Я заставил индейцев выкопать отводные каналы, чтобы вода наконец спала: только благодаря этому удалось найти все пропавшие части, да и то с большим трудом, потому что некоторые из них просто утонули в иле.
Его постоянная присказка: «Nada».
Он молол всякую чушь, и я ему не возражал. Без этого «нэша» Герберт совсем погибнет. Я не дал себя расхолодить и продолжал работать.
— Да что ты тут будешь делать без машины? — сказал я.
Когда я наконец снова собрал мотор и он заработал, Герберт усмехнулся и сказал только: «Браво!» — потом хлопнул меня по плечу: пусть этот «нэш» будет мой, он мне его дарит!
— На что мне «нэш»! — сказал Герберт.
Герберта нельзя было отговорить от его дурацкой затеи: когда я сел в заново собранную машину, чтобы еще раз все проверить, и включил мотор, Герберт стал изображать полицейского-регулировщика; вокруг нас стояли детишки племени майя и матери в белых рубашках, все с младенцами на руках, а потом подошли мужчины, которые сперва держались в стороне, в зарослях, у всех у них за поясами были кривые ножи; многие месяцы они не слышали шума мотора, а я дал полный газ, колеса вращались на холостом ходу в воздухе.

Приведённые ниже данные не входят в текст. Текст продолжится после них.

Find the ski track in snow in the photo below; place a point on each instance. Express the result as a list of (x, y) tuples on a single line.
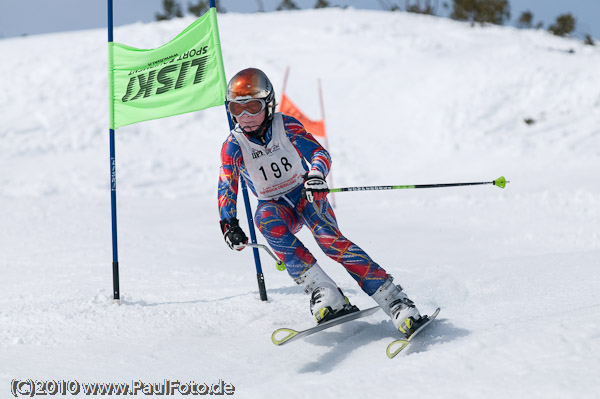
[(409, 99)]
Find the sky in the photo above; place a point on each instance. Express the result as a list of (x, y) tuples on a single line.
[(42, 16)]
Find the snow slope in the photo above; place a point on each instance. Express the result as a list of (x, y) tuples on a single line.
[(409, 99)]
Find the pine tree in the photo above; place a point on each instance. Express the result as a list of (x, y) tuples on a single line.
[(202, 6), (589, 40), (287, 5), (563, 25), (481, 11), (526, 20), (171, 10), (421, 7)]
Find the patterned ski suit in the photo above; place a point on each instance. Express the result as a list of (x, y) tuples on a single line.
[(280, 216)]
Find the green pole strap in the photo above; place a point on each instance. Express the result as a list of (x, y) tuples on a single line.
[(499, 182)]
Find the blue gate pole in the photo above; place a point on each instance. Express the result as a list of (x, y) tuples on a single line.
[(259, 274), (113, 176)]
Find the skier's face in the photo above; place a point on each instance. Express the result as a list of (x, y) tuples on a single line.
[(251, 122)]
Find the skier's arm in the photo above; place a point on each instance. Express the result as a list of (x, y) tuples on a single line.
[(307, 146), (228, 188), (228, 180)]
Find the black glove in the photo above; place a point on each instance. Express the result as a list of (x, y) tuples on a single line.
[(315, 186), (233, 234)]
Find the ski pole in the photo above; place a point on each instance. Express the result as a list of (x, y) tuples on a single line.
[(499, 182), (280, 265)]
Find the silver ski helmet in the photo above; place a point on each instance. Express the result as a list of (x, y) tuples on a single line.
[(248, 84)]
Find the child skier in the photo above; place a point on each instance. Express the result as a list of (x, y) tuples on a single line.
[(285, 167)]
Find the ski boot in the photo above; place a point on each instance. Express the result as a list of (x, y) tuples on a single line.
[(394, 302), (326, 300)]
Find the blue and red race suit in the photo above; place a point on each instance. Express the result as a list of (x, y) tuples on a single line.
[(279, 219)]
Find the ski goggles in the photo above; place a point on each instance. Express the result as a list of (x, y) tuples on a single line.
[(251, 107)]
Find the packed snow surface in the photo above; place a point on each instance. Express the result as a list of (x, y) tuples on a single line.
[(408, 99)]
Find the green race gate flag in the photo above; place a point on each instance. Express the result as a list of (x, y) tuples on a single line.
[(181, 76)]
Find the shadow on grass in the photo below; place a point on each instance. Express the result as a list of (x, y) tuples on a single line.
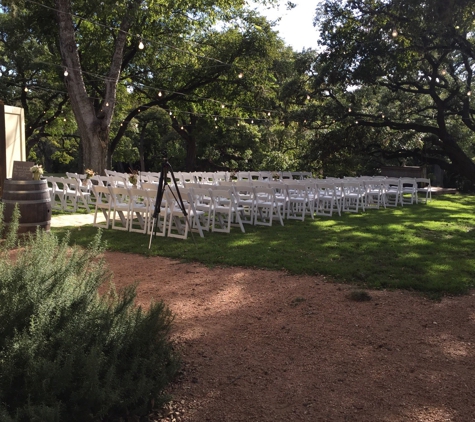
[(427, 248)]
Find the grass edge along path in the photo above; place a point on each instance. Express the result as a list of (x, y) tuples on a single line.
[(425, 247)]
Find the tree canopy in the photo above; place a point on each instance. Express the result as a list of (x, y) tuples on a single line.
[(405, 66)]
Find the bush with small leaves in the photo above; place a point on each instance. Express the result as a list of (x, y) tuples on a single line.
[(67, 352)]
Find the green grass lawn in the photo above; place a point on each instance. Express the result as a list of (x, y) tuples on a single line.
[(428, 248)]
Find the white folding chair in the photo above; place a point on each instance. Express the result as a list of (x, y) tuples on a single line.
[(225, 211), (326, 201), (391, 191), (102, 204), (244, 195), (353, 196), (120, 207), (374, 194), (298, 202), (138, 210), (408, 190), (203, 207), (56, 191), (423, 187), (179, 219), (74, 196), (267, 207)]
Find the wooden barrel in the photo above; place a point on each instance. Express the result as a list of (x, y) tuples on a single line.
[(34, 203)]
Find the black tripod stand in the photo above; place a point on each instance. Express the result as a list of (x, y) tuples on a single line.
[(162, 184)]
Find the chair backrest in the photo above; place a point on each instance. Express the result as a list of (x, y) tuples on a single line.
[(102, 195), (119, 196)]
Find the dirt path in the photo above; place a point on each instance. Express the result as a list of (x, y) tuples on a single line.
[(266, 346)]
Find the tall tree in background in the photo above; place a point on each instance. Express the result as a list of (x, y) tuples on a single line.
[(103, 43), (406, 66)]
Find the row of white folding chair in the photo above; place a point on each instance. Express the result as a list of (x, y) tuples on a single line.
[(180, 210), (67, 194), (399, 191)]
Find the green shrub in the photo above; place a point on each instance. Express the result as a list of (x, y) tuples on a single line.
[(68, 353)]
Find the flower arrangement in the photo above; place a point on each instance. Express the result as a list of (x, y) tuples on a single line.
[(36, 171), (89, 173)]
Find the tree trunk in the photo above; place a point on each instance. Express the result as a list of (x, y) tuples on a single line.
[(94, 128), (190, 153)]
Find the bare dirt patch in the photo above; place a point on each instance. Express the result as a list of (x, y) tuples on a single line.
[(268, 346)]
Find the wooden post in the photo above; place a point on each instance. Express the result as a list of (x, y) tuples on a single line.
[(3, 146)]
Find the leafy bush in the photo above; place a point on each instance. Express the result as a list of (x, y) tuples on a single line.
[(68, 353)]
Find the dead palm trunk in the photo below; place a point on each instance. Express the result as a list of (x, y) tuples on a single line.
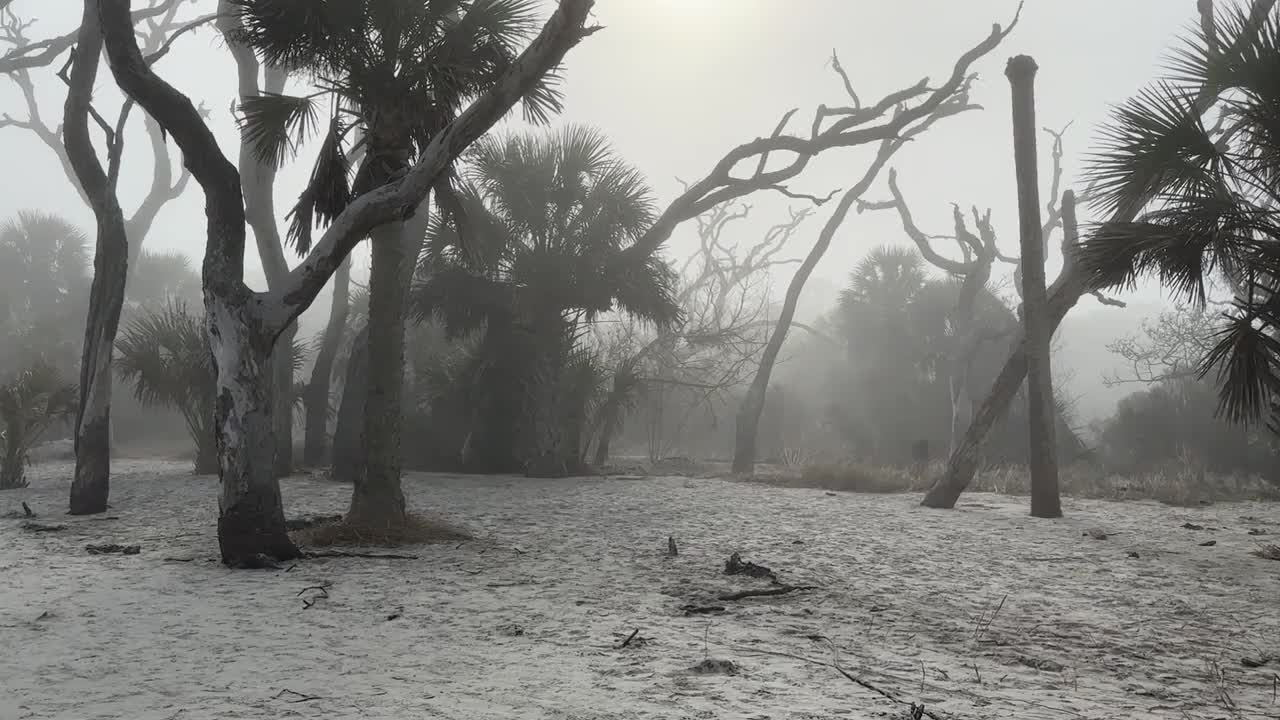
[(316, 401), (1072, 285), (1036, 319), (91, 486)]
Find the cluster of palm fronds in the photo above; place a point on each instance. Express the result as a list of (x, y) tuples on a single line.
[(164, 354), (1196, 158), (30, 402), (368, 60)]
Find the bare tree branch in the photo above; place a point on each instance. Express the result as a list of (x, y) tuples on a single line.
[(890, 118)]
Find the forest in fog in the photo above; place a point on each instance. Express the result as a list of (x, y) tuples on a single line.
[(370, 288)]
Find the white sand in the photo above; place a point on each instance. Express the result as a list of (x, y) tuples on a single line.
[(485, 632)]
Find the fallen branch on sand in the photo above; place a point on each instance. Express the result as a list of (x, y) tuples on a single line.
[(365, 555), (917, 710), (113, 548), (42, 528), (780, 589), (296, 696)]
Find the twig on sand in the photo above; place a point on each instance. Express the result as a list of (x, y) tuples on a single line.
[(307, 602), (366, 555), (296, 696), (631, 637), (780, 589), (917, 710)]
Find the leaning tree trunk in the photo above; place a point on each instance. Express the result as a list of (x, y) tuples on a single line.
[(316, 401), (251, 514), (91, 486), (376, 497), (1038, 328)]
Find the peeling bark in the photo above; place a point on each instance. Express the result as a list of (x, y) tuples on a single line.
[(1040, 379), (251, 514), (91, 484)]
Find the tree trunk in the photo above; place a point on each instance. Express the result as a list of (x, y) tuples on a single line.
[(376, 497), (348, 436), (251, 514), (1038, 327), (282, 382), (91, 484), (753, 405), (316, 432), (13, 465)]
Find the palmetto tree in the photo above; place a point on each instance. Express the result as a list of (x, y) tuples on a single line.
[(1198, 156), (535, 254), (400, 71), (30, 402), (44, 283)]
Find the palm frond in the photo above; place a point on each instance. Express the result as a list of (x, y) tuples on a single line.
[(275, 126)]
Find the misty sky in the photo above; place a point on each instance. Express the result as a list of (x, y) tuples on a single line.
[(676, 83)]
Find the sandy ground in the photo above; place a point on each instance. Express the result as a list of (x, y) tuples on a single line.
[(978, 613)]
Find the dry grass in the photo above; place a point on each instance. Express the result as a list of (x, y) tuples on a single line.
[(416, 529), (1178, 486)]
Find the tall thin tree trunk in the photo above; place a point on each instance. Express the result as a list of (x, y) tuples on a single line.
[(348, 436), (376, 497), (316, 432), (282, 379), (251, 513), (91, 486), (1038, 327)]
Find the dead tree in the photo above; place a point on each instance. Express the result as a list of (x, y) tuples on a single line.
[(718, 340), (1072, 283), (117, 238), (245, 326), (1040, 379), (913, 110)]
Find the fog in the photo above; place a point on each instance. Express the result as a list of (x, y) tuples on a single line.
[(677, 83), (639, 359)]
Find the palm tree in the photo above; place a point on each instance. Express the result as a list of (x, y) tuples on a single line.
[(44, 283), (1197, 158), (30, 402), (400, 71), (534, 256)]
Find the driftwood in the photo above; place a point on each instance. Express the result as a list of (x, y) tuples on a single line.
[(113, 548), (778, 589), (702, 609), (735, 565), (42, 528), (366, 555)]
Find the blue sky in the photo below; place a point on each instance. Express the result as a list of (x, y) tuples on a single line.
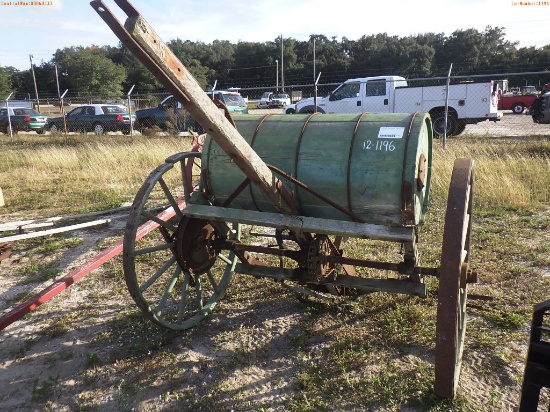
[(41, 30)]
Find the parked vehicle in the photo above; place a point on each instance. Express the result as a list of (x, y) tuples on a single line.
[(265, 100), (540, 109), (170, 115), (280, 100), (97, 118), (469, 103), (232, 100), (22, 119), (516, 102)]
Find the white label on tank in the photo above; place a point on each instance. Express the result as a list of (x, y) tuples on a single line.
[(391, 132)]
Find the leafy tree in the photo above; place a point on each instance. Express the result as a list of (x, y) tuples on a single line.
[(88, 71), (5, 84)]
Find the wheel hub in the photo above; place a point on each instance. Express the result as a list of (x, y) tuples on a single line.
[(193, 245), (318, 265)]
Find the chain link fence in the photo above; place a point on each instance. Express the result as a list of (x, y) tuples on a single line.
[(505, 104)]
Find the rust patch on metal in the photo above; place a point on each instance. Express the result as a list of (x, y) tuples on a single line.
[(407, 210), (421, 178), (5, 251)]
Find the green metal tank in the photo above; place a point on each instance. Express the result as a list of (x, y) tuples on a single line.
[(376, 166)]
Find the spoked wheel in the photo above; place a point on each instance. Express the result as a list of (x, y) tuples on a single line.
[(453, 279), (173, 273)]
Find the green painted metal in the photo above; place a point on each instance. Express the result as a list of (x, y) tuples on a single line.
[(368, 164)]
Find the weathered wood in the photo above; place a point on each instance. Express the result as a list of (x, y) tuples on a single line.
[(356, 282), (201, 107), (53, 231), (302, 223)]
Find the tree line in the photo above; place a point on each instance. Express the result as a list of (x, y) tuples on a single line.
[(110, 71)]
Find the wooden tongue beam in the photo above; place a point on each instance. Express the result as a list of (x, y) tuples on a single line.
[(140, 38)]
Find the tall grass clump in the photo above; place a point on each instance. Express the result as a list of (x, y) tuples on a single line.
[(508, 174), (79, 173)]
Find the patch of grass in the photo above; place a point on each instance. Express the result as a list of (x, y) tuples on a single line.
[(508, 321), (92, 360)]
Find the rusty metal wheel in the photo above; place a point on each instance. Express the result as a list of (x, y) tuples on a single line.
[(173, 274), (453, 279)]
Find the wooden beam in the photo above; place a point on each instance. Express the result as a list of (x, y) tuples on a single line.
[(302, 223), (356, 282), (142, 40)]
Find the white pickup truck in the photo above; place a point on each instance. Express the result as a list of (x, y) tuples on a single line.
[(469, 103)]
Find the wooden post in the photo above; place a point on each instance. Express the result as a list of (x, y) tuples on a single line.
[(150, 49)]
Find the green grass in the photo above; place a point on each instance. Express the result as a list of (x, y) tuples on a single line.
[(374, 354)]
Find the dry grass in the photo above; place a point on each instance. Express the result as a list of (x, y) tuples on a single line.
[(374, 355), (58, 175)]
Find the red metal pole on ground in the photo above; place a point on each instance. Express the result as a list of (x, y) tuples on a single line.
[(78, 273)]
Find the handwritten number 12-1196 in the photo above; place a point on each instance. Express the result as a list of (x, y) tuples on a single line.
[(382, 145)]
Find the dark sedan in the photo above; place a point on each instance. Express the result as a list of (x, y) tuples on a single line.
[(22, 119), (97, 118)]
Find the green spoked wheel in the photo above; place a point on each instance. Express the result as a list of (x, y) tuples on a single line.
[(455, 274), (173, 272)]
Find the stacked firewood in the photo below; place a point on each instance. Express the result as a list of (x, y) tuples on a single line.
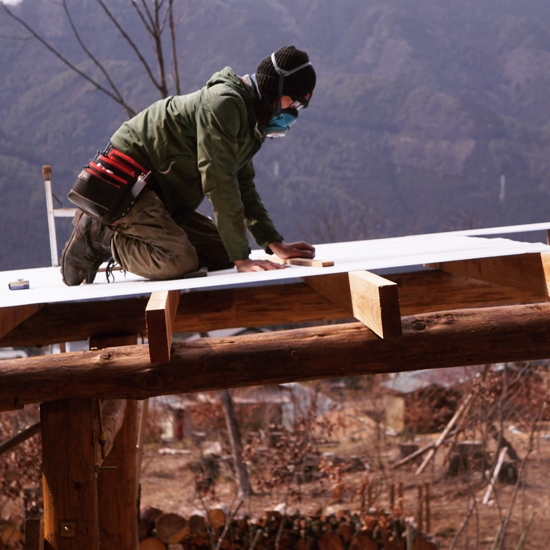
[(343, 530)]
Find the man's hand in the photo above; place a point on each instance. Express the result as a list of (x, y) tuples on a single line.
[(298, 249), (256, 265)]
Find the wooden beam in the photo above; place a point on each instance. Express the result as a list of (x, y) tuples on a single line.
[(17, 439), (433, 340), (11, 317), (368, 297), (68, 475), (160, 315), (269, 305), (530, 272), (118, 488)]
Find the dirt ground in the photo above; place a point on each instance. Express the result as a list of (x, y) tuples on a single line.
[(167, 483)]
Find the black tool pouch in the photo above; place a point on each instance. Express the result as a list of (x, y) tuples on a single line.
[(107, 188)]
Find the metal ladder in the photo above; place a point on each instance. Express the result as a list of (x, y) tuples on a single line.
[(53, 213)]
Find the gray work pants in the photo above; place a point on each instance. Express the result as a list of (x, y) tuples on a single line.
[(148, 243)]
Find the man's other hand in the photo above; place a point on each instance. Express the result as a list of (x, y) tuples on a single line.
[(256, 265), (299, 249)]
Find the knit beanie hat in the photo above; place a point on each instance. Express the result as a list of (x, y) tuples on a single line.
[(297, 85)]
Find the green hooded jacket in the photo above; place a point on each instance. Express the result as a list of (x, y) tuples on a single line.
[(202, 144)]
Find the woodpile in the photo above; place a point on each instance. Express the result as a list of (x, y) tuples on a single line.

Герберт делает знак — стоп! И я заглушаю мотор, я сигналю. Герберт делает знак — проезд открыт! Индейцы (их собиралось все больше) глядели на нас и не смеялись, хотя мы и валяли дурака; все стояли молча и, я бы сказал, сосредоточенно наблюдали, как мы (собственно говоря, зачем?) играли в уличное движение.
Спор с Ганной о технике. По ее мнению, техника — это уловка, хитрость, с помощью которой хотят так перестроить мир, чтобы там не было места чувствам. Мания технократов — свести все в мироздании к полезной деятельности, как бы заставить мир служить себе, потому что они не в силах противостоять ему как партнеры, бессильны его охватить. Техника — это хитрая попытка преодолеть сопротивление мира, сделать его путем изменения темпа жизни более плоским, стереотипным, чтобы убить жизнь духа (я не совсем понял, что Ганна хотела этим сказать). Технократ отчужден от живого мира (что Ганна этим хотела сказать, я тоже не совсем понял). Ганна ни в чем меня не упрекает; она считает, что поведение мое по отношению к Сабет можно объяснить; я пережил с Сабет такого рода отношения (так думает Ганна), которых я прежде не знал, я не понял их природы, и поэтому внушил себе, будто влюблен. Эта ошибка не случайная, а, наоборот, присущая моей натуре (?), как, впрочем, и выбор профессии, и вообще вся моя жизнь. Моя ошибка заключается в том, что я, как и все люди техники, живу, забывая о смерти. Дословно она сказала следующее: «Для тебя жизнь — это не что-то целое, неделимое, а простая сумма, поэтому ты не ощущаешь хода времени и не принимаешь в расчет смерть». Жизнь, по мнению Ганны, — это некий законченный образ, существующий во времени. Ганна признала, что не может в точности объяснить, что она хочет этим сказать. Но, во всяком случае, она знает, что жизнь — это не только материя, и поэтому ее нельзя подчинить технике. Моя ошибка с Сабет, считает она, заключается в следующем: я хотел начать все сначала, я вел себя так, словно не существует понятия возраста, поэтому эти отношения противоестественны. Мы не можем преодолеть старость с помощью простого сложения, не можем преодолеть ее, женясь на наших детях.